Fact Checking and Question Answering
- In FC, models must explicitly judge evidence sufficiency before making veracity predictions (Atanasova et al., 2022). Diagnostic benchmarks remove constituents or sentences to expose sufficiency blind spots, with augmentation methods improving detection.
- In QA, sufficiency is formalized as the presence of all required information to answer a question. An “Identify-then-Verify” framework, combining generative missing-information hypotheses with critical verification, achieves higher reliability on inferential questions (Jain et al., 6 Dec 2025).
Autonomous Decision-Making
- In multi-agent reinforcement learning (e.g., AV interaction), reward bonuses should be “information-sufficient”: the incentive for exploration vanishes exactly when no further belief refinement can increase expected reward. Reward gains, rather than entropy, provide IS-compliant exploration behavior (Geary et al., 2021).
Label-Efficient Learning
- Sufficiency principles allow learning high-quality representations using only “sufficiently-labeled” data—e.g., pairwise “same-class or not” queries—then training a linear head with very few absolute labels. This reduces annotation cost without sacrificing generalization (Duan et al., 2021).
Probabilistic Models
- In Bayesian networks, IS and separability are equivalent: the child’s CPT is additively separable iff marginals of parents suffice to determine the child’s distribution. In temporal models, families of self-sufficient subsystems enable tractable marginal propagation without full joint probability updates (Pfeffer, 2013).
6. Limitations, Failure Modes, and Generalization
IS is a property relative to a specified target/task and statistical structure. Several findings highlight its nuanced role:
- Sufficiency alone does not guarantee minimal or interpretable representations; minimality is essential for true probabilistic coding (Kalburge et al., 17 Dec 2025).

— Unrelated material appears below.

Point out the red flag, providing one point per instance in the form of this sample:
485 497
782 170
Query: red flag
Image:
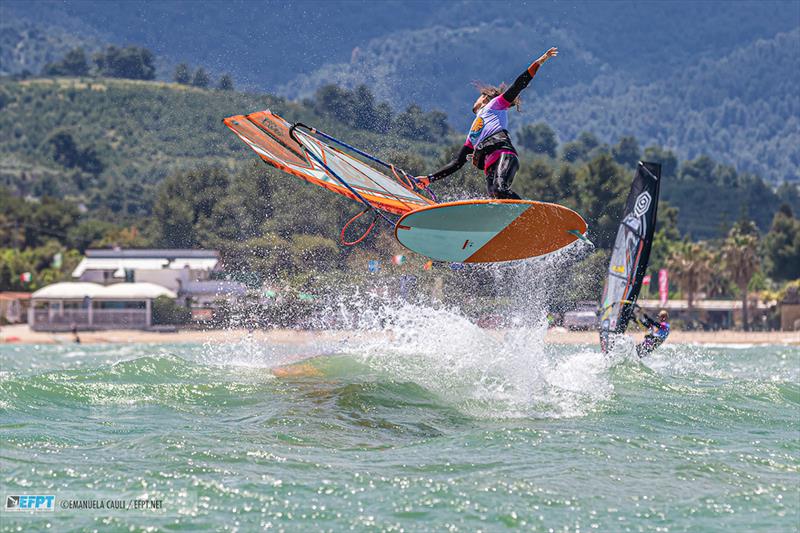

- In explanation, IS quantities (such as contextual impact from rationale ablation) guide faithfulness but may poorly capture absolute informativeness or learnability; in some tasks, non-rationale context can be even more predictive (Kamp et al., 20 Nov 2025).
- IS is strictly weaker than universal informativeness orders (e.g., Blackwell’s criterion); task-focused IS allows greater economy but only for the specific decision or inference problem (Bennouna et al., 17 Feb 2026).
- Failure modes arise when sufficient statistics or maps are not available due to model or experimental restrictions, or when information cannot, in principle, be compressed without loss for the required task.
7. Impact and Future Directions
Information Sufficiency unifies a broad range of methodological advances by providing a rigorous framework for lossless, task-aware compression of information:
- Guiding summary statistic design and evaluation in cosmological and scientific inference (Sui et al., 11 Nov 2025).
- Enabling new task-focused data collection and experimental design paradigms in optimization (Bennouna et al., 17 Feb 2026).
- Clarifying the geometric and functional role of divergences and regret in learning, statistical mechanics, and finance, and enforcing KL divergence as the unique measure under sufficiency (Harremoës, 2015, Harremoës, 2017, Harremoës, 2016).
- Informing explanation and interpretability frameworks for black-box models, yielding exhaustive local sufficient explanations and transparent metrics (Watson et al., 2021).
- Structuring label-efficient learning and data annotation pipelines with minimal loss in performance (Duan et al., 2021).
Active research is extending IS toward minimality constraints, multi-task and adaptive data collection, richer sufficiency metrics in explainability, and full integration into automated decision-systems. Open challenges include generalizing IS to adversarial settings, interacting sufficiency across multiple data sources or system components, and developing scalable algorithms for high-dimensional or complex structured domains.